For the fiscal 2012 fourth quarter, Prestige Brands expects to report net revenues of approximately $133.0 million. This represents an increase of approximately 38% over $96.4 million in the prior year fourth quarter, including revenue growth from our nine core OTC brands above 10%. The Company expects to report adjusted net income for the fiscal 2012 fourth quarter of approximately $11.8 million, or approximately $0.23 per diluted share, up substantially from GAAP net income of $6.4 million, or $0.13 per diluted share, in the year-ago quarter. Consistent with prior disclosures, estimated adjusted earnings per share for the fourth quarter reflects no accretion from the acquisition of GSK brands. It also excludes costs related to the Transition Services Agreement (TSA) and integration, legal and professional expenditures, loss on the extinguishment of debt, as well as other acquisition-related costs. See attached table for GAAP reconciliation.
For fiscal year 2013, which begins on April 1, 2012, Prestige Brands expects to report diluted adjusted earnings per share in the range of $1.22 to $1.32. This estimate also excludes costs related to the TSA and integration, legal and professional expenditures, as well as other acquisition-related costs.

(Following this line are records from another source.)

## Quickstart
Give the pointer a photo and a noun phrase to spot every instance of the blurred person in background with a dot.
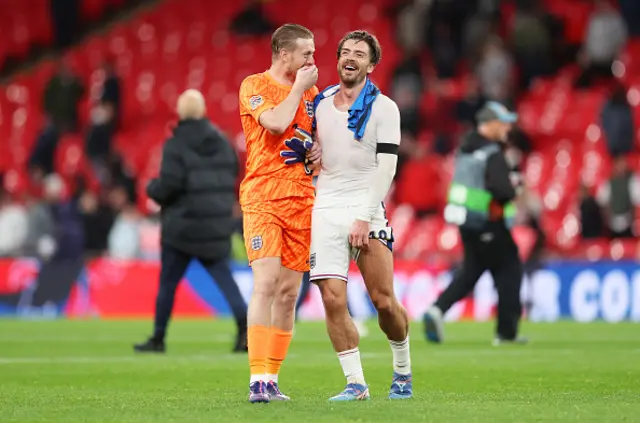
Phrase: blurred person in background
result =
(631, 13)
(605, 36)
(63, 257)
(61, 98)
(591, 221)
(495, 71)
(616, 118)
(105, 119)
(531, 42)
(468, 107)
(124, 237)
(13, 226)
(480, 203)
(619, 197)
(407, 86)
(196, 193)
(41, 242)
(97, 218)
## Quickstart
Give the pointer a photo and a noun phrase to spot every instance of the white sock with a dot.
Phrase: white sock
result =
(401, 356)
(256, 378)
(351, 366)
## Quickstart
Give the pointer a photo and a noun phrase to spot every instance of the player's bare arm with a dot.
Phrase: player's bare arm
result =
(382, 178)
(278, 119)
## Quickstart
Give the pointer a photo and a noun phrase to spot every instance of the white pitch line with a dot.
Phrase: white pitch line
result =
(323, 356)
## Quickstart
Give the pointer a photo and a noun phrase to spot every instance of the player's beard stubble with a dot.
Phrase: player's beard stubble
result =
(351, 77)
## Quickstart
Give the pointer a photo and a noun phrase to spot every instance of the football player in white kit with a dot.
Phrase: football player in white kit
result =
(358, 129)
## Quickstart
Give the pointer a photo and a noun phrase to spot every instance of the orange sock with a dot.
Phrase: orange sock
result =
(258, 342)
(279, 341)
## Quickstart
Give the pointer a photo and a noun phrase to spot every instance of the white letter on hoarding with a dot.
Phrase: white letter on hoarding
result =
(614, 296)
(585, 285)
(544, 290)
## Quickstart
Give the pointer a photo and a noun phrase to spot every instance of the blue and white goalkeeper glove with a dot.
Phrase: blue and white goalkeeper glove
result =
(298, 146)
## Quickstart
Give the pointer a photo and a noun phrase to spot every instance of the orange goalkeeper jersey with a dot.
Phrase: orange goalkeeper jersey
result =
(267, 177)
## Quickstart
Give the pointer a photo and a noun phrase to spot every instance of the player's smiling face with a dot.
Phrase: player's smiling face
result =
(354, 63)
(302, 55)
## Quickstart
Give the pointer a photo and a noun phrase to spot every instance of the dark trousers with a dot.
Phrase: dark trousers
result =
(174, 264)
(499, 255)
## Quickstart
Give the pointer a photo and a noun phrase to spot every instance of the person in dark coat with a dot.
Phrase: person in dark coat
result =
(196, 193)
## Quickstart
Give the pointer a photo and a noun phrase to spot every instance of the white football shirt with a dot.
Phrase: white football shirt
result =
(349, 165)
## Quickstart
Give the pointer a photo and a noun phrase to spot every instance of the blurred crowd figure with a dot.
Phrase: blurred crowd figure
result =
(497, 58)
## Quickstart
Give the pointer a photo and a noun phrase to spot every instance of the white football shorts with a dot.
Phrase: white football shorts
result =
(330, 250)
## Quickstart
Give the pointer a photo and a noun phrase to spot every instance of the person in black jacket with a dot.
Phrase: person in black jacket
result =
(196, 193)
(490, 246)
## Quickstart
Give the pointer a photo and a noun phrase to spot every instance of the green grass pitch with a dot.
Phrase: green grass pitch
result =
(85, 371)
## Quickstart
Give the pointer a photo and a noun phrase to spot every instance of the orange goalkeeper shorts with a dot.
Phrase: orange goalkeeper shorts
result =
(267, 235)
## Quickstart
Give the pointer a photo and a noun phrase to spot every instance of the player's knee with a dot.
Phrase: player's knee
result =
(265, 286)
(383, 302)
(334, 300)
(286, 295)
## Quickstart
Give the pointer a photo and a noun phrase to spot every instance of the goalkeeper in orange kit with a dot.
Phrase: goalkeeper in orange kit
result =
(276, 196)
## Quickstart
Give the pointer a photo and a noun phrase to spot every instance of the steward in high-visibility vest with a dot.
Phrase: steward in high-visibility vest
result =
(480, 203)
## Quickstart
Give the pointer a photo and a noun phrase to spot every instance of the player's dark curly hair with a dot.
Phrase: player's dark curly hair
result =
(375, 50)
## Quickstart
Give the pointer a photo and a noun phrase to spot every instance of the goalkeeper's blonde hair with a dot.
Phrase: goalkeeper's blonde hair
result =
(285, 37)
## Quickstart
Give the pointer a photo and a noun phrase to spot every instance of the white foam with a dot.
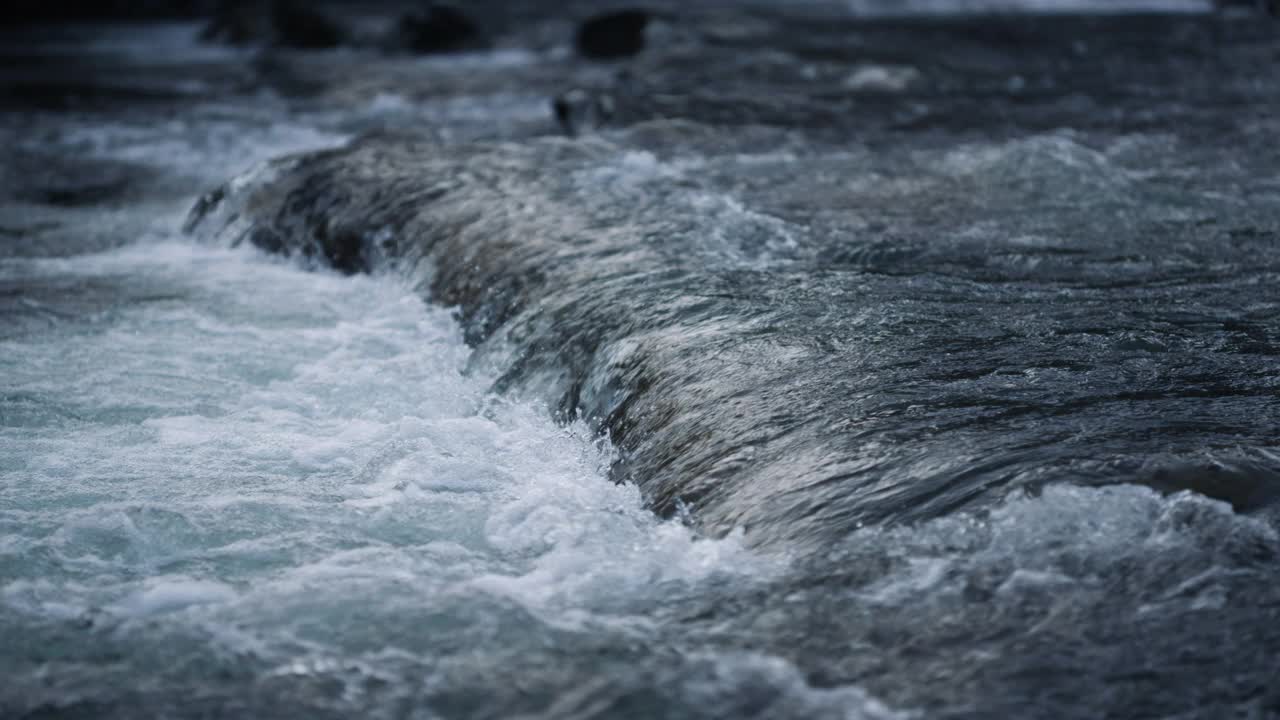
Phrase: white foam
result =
(270, 441)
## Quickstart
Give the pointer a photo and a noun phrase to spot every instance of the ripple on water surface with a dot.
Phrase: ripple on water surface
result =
(287, 487)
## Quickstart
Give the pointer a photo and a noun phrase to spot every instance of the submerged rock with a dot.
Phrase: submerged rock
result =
(438, 28)
(580, 110)
(283, 23)
(613, 35)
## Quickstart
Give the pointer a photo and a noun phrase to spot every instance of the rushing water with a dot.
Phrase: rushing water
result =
(826, 379)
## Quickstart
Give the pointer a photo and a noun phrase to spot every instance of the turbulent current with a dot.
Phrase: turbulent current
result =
(804, 365)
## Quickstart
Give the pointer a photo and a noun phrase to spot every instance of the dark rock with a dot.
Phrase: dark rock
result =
(580, 110)
(613, 35)
(301, 26)
(439, 28)
(283, 23)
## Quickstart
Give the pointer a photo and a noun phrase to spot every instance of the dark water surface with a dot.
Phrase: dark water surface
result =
(935, 363)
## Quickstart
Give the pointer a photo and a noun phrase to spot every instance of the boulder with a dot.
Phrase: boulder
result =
(439, 28)
(613, 35)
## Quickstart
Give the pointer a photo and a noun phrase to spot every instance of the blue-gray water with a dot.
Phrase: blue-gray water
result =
(903, 370)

Matthew M. Mannelly, President and CEO of Prestige Brands, commented, “We are pleased with our strong performance this quarter, especially in light of the soft cold and flu season. Our expected results reflect the excellent market positions of our core OTC businesses, which are generating superior market growth, leading margins and good cash flow. The integration of the brands recently acquired from GSK is progressing well, and we will continue to focus on strategically managing our portfolio, executing on growth initiatives, and following our tested framework for value creation. We remain confident that our proven brand-building strategies will enable us to continue to deliver superior shareholder value.”